Write the integrand as
\begin{align*} \frac 1 {2\pi i} e^{az} \sum_{n = 0}^{\infty} \frac{a^n}{n! z^{n + 1}} &= \frac{e^{az}}{2 \pi i z} \sum_{n = 0}^{\infty} \frac{(a/z)^n}{n!} \\ &= \frac{e^{az}}{2 \pi i z} e^{a/z} \\ &= \frac{e^{a(z + 1/z)}}{2 \pi i z} \end{align*}
Now take $C$ to be the contour which is the unit circle, oriented counterclockwise around the origin (exercise: Understand why we can choose the contour to be what we want).
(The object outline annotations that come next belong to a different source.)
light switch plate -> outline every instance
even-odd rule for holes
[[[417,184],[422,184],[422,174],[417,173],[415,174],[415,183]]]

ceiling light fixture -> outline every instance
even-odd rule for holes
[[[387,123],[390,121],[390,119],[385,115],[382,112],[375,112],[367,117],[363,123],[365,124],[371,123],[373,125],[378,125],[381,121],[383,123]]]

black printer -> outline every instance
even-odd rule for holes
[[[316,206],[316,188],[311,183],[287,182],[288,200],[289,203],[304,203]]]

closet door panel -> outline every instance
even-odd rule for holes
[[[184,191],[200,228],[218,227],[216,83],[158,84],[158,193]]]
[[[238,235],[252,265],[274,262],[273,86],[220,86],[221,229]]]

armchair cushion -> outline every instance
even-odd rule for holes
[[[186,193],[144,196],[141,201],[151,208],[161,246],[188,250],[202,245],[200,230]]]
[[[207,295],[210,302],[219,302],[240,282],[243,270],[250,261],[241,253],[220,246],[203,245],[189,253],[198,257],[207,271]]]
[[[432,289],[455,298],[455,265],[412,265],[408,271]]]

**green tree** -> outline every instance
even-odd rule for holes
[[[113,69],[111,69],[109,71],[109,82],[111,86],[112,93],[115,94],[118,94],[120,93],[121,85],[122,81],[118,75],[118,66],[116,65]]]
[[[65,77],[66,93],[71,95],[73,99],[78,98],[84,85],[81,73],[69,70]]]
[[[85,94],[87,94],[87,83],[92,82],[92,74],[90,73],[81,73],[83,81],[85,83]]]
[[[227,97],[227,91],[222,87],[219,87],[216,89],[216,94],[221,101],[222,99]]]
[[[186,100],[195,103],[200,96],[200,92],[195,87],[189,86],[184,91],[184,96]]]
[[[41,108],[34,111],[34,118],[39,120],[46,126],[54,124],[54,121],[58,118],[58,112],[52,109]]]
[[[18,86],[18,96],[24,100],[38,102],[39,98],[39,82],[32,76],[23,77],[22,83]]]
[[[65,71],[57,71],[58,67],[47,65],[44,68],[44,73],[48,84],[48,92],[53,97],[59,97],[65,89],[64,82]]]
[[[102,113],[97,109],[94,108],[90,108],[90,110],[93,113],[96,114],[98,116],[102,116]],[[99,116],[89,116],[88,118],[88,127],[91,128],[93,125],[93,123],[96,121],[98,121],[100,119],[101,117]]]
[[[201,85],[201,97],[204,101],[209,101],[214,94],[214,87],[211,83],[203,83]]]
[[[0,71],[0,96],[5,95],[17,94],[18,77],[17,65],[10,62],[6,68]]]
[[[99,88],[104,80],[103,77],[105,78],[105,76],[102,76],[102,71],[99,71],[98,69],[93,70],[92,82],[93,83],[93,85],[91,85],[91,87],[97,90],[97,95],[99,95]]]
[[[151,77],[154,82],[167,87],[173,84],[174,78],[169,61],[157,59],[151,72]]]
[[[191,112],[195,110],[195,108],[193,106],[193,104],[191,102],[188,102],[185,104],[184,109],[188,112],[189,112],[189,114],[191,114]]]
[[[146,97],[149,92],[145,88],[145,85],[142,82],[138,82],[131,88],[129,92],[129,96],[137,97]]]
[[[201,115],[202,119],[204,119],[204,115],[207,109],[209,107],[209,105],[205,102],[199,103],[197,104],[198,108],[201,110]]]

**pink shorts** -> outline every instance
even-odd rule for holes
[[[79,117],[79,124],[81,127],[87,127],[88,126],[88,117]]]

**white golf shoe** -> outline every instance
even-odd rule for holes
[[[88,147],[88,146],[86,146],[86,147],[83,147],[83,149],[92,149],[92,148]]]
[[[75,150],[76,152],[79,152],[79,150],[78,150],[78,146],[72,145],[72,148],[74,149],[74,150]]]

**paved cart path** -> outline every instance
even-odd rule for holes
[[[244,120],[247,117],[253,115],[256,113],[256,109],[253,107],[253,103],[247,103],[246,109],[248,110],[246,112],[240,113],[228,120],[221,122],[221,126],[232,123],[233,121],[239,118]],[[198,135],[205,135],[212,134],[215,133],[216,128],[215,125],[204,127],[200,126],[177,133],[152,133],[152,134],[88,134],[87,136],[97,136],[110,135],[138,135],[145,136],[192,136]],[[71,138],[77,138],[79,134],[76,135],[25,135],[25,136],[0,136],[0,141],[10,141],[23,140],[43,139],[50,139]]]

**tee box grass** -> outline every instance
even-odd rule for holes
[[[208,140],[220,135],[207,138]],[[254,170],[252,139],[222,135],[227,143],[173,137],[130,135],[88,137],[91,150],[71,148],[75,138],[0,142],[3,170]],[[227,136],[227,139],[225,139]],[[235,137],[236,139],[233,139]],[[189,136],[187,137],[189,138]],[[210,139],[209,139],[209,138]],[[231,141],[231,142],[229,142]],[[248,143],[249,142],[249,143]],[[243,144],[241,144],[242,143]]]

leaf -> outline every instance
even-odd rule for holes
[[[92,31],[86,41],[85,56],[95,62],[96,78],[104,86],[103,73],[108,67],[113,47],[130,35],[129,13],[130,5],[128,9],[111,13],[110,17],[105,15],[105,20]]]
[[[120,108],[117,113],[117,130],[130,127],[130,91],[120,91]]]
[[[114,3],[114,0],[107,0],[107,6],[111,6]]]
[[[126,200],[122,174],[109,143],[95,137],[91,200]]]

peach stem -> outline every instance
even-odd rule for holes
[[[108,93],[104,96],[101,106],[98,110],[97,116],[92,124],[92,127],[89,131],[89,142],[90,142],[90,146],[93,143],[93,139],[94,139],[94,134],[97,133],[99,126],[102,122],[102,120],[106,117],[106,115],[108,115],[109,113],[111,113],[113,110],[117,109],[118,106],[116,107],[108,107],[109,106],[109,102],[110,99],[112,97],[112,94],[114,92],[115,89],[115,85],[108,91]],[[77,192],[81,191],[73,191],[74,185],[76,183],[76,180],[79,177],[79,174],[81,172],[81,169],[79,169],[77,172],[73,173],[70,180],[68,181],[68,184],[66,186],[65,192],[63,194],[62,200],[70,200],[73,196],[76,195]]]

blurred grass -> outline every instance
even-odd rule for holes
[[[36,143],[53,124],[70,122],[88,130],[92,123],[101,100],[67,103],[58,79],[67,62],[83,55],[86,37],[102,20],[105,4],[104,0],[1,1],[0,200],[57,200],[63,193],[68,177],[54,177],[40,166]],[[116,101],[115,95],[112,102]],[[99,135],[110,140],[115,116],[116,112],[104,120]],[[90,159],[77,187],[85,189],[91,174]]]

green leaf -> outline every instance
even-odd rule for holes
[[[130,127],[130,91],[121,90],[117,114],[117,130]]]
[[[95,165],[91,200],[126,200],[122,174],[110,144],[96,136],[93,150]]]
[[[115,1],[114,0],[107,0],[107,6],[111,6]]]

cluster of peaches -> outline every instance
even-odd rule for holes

In this case, using the usual $z = e^{i\theta}$, $$z + \frac 1 z = 2 \cos \theta$$ and $dz = i z d\theta$, so the integral reduces to
$$\int_0^{2\pi} \frac{1}{2\pi i z} e^{a(2 \cos \theta)} i z d\theta$$
and a line of algebra later, you're done.